The Ministry of Energy has responded to critics who have accused the government of short-changing Ghanaians following the recent passage of the Energy Sector Levy (Amendment) Bill, 2025.
The bill, approved by Parliament on Tuesday, introduces a GHS1 tax on all petroleum products as part of government efforts to rescue Ghana’s struggling energy sector, which is currently burdened with debts estimated at $3.1 billion.
While some Ghanaians have expressed concerns over the potential impact of the levy, many agree that the tax would be acceptable if used transparently and for its intended purpose—to stabilise the energy sector and ensure consistent power supply.
Finance Minister Dr. Cassiel Ato Forson, who moved the bill, explained that the effect of the new tax would be neutralised by recent gains made by the Ghanaian cedi.
He noted that consumers are unlikely to experience a rise in fuel prices at the pumps as a result.
However, the bill sparked strong resistance from the Minority in Parliament, with Minority Leader Alexander Afenyo-Markin accusing the government of reneging on its promise in the 2025 budget not to introduce any new taxes.
The Minority staged a walkout during the bill’s passage, calling it ill-timed and insensitive to current economic hardships.
Responding to the backlash, the Head of Communications at the Ministry of Energy, Richmond Rockson Esq., on Morning Starr with Naa Dedei Tettey addressed the issue.
He emphasised that the government had widely consulted stakeholders before proposing the levy, describing it as the only viable intervention to save the energy sector from collapse.
Rockson blamed the previous government for what he called reckless management of the sector, citing key issues.
He highlighted an excessive procurement costs, poor handling of Electricity Company of Ghana (ECG) contracts, and massive technical and commercial losses—currently estimated at 40 percent.

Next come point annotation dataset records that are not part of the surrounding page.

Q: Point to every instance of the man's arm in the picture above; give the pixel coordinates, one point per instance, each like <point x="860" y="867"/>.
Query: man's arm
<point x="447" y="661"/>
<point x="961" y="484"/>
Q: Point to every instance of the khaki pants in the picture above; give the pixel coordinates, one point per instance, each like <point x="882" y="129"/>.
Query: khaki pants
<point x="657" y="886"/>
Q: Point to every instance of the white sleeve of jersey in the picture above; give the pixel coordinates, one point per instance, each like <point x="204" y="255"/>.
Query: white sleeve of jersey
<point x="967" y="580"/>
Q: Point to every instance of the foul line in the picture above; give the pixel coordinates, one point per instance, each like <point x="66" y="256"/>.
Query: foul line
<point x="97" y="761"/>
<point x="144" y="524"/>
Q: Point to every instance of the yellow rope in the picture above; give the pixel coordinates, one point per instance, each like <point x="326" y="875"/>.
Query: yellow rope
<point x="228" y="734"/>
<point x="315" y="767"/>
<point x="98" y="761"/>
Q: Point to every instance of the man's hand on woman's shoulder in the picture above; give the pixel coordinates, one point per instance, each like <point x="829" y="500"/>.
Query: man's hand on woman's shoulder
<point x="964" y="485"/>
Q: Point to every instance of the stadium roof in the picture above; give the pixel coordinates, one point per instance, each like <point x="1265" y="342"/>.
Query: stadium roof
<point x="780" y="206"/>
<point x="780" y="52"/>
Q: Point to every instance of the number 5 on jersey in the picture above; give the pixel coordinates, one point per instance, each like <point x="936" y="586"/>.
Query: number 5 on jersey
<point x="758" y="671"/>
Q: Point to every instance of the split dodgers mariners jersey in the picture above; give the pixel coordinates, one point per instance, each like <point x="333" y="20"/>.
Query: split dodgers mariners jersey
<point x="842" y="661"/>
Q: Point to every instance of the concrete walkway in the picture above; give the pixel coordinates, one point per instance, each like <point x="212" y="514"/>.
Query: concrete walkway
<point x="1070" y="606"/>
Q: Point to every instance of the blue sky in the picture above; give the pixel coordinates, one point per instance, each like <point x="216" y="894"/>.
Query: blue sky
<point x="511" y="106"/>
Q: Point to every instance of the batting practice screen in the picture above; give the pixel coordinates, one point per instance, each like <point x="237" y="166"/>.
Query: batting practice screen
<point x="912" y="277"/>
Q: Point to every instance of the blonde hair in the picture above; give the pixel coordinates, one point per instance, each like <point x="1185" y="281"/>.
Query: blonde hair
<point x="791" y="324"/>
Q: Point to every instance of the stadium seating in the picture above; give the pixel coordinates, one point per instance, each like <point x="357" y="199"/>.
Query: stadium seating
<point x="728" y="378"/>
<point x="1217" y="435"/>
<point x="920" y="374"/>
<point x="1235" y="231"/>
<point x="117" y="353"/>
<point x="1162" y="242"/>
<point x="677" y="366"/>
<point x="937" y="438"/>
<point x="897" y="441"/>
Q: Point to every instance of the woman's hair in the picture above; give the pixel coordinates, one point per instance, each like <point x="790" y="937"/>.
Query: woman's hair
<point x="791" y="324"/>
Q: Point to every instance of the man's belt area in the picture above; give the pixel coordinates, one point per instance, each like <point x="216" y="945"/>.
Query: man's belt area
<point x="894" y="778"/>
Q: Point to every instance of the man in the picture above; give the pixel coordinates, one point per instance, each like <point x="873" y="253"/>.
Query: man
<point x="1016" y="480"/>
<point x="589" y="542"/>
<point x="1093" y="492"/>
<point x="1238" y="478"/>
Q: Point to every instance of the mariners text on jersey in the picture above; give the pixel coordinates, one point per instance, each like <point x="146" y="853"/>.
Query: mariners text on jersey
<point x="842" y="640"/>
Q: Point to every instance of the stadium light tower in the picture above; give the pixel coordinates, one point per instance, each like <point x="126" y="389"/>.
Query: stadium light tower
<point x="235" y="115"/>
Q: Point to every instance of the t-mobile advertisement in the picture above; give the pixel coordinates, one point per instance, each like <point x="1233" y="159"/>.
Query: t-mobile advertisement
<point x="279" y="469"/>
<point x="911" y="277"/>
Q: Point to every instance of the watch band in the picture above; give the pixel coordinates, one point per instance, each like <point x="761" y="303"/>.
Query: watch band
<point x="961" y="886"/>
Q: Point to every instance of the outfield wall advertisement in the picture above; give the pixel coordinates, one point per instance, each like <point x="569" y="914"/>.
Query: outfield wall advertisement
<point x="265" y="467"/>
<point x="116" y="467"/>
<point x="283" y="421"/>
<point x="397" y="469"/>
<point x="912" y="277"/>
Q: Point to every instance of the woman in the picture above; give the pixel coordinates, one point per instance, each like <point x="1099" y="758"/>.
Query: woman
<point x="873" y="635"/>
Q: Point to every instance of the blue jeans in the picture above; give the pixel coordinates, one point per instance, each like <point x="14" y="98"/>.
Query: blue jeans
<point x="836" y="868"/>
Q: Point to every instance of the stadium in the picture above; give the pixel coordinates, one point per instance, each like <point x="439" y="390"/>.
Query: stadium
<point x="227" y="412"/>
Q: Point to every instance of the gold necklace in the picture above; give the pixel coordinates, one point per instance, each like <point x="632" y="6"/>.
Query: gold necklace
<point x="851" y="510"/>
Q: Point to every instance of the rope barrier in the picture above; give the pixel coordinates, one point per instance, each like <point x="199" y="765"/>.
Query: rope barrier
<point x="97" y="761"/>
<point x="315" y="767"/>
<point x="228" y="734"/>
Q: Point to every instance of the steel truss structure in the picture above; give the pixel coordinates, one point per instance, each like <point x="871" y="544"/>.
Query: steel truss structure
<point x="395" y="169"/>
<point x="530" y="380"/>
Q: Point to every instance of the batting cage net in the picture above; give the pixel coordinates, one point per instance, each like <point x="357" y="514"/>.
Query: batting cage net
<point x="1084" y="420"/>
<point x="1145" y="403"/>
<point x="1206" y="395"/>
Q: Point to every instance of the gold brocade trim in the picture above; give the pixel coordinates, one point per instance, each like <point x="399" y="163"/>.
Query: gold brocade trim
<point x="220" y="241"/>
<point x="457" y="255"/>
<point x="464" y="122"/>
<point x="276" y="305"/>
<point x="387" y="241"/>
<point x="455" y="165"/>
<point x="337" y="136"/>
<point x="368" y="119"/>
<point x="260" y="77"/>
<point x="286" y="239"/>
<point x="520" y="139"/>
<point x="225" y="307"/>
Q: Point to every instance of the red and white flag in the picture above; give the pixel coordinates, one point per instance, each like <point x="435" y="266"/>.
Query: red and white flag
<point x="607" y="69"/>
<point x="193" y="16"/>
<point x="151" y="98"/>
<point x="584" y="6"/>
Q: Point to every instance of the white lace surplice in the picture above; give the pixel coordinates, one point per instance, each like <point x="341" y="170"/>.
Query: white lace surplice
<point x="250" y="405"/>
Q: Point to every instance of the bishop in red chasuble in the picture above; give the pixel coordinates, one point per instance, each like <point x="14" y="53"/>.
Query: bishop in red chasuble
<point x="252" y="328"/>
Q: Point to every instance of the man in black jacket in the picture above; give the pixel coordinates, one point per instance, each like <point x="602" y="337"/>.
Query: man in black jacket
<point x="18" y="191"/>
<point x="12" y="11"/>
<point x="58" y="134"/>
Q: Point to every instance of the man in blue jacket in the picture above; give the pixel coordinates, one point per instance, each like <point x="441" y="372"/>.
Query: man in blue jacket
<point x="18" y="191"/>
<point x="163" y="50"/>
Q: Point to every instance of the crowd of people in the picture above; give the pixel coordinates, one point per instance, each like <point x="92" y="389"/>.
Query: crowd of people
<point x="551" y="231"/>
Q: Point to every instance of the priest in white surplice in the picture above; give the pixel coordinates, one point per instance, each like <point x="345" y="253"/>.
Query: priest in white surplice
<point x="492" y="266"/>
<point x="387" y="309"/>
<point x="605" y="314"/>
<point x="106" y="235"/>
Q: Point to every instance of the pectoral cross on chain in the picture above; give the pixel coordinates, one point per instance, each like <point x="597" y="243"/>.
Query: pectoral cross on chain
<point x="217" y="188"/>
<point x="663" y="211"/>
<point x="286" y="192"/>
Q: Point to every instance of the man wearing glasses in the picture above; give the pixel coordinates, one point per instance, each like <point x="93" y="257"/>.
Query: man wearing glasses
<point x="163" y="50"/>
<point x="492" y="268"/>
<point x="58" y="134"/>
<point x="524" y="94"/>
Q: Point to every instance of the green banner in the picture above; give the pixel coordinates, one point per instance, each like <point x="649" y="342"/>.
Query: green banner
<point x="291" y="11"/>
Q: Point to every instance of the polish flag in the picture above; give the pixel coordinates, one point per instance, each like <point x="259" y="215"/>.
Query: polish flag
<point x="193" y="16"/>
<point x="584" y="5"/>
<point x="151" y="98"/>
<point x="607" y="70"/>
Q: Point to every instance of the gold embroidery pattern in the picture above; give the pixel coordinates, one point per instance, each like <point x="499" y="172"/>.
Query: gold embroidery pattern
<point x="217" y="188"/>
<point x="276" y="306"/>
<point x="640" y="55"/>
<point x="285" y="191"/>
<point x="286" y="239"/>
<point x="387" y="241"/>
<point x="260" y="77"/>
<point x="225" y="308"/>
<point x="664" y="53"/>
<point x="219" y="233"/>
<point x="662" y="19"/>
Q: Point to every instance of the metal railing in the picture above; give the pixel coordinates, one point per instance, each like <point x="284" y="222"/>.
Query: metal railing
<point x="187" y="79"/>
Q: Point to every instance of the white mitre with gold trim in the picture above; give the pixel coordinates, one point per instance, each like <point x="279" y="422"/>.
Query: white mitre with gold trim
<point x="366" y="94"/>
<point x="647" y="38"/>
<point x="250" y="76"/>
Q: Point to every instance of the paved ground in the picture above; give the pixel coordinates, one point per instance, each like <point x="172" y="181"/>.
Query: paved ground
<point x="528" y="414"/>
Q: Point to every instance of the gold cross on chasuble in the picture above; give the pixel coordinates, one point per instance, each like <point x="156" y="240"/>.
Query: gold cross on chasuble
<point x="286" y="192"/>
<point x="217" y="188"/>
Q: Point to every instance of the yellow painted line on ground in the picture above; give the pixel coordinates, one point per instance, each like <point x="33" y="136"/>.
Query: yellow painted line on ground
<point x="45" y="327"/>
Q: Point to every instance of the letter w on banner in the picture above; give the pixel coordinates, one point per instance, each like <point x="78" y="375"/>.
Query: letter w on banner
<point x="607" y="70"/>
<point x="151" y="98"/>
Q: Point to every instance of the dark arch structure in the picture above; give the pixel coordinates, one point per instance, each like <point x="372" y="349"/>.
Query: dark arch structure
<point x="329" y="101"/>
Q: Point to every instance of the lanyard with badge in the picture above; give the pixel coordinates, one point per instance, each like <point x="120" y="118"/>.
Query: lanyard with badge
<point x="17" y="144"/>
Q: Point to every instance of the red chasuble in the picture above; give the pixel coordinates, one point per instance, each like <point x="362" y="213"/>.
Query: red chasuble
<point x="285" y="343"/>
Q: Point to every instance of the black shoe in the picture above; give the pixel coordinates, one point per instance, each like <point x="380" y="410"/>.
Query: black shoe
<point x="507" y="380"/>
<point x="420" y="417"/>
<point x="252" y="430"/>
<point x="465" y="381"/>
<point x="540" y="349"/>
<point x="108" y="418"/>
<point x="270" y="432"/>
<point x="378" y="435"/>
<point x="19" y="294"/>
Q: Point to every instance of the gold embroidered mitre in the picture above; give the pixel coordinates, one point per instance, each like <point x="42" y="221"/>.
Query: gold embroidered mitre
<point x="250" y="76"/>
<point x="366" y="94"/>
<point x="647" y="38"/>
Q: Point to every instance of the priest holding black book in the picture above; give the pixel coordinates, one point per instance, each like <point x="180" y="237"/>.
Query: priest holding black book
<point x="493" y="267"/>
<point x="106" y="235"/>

Rockson added that Ghana’s Independent Power Producer (IPP) debts alone stand at nearly \$2 billion, with the sector facing a monthly deficit of over GHS2 billion.
“With governance, you assess the situation as you move on. And I’ve seen that there’s a deliberate attempt by people to equate this to some taxes that have been abolished. If we did not have this challenge, there’s absolutely no way this would have been introduced. If there were alternatives, it would have consulted wisely. The ministry has consulted wisely with stakeholders. Every sector player will tell you that there’s been engagement on how to deal with the power sector challenges.
“If this challenge – if someone was not reckless with procurement, with ECG, if someone was not – if we’re not ATC – Aggregate, Technical and Commercial loss of about 40 percent, we wouldn’t be where we are today. If the IPP debts were not as it is now, almost $2 billion, if we didn’t have 80 billion cedis, we didn’t have a deficit of about 2 billion cedis each month, there’s no way governments would introduce this net. There wouldn’t be any business for that. But if you have a sector saddled with debt, a recurring expenditure like fuels, and you don’t have any dedicated fund for it, it becomes difficult.”
“So the government of Ghana is calling on the people that shoulder the burden government. Fortunately, gains have been made. So it’s not as if fuel prices were at 17 and you are adding one CV to it. They moved from 17 to 11 and 12. So if these interventions are made, we are asking that the people, that they support the government through these difficult times to ensure that these structural changes are made and are moving forward. There will be light at the tunnel.”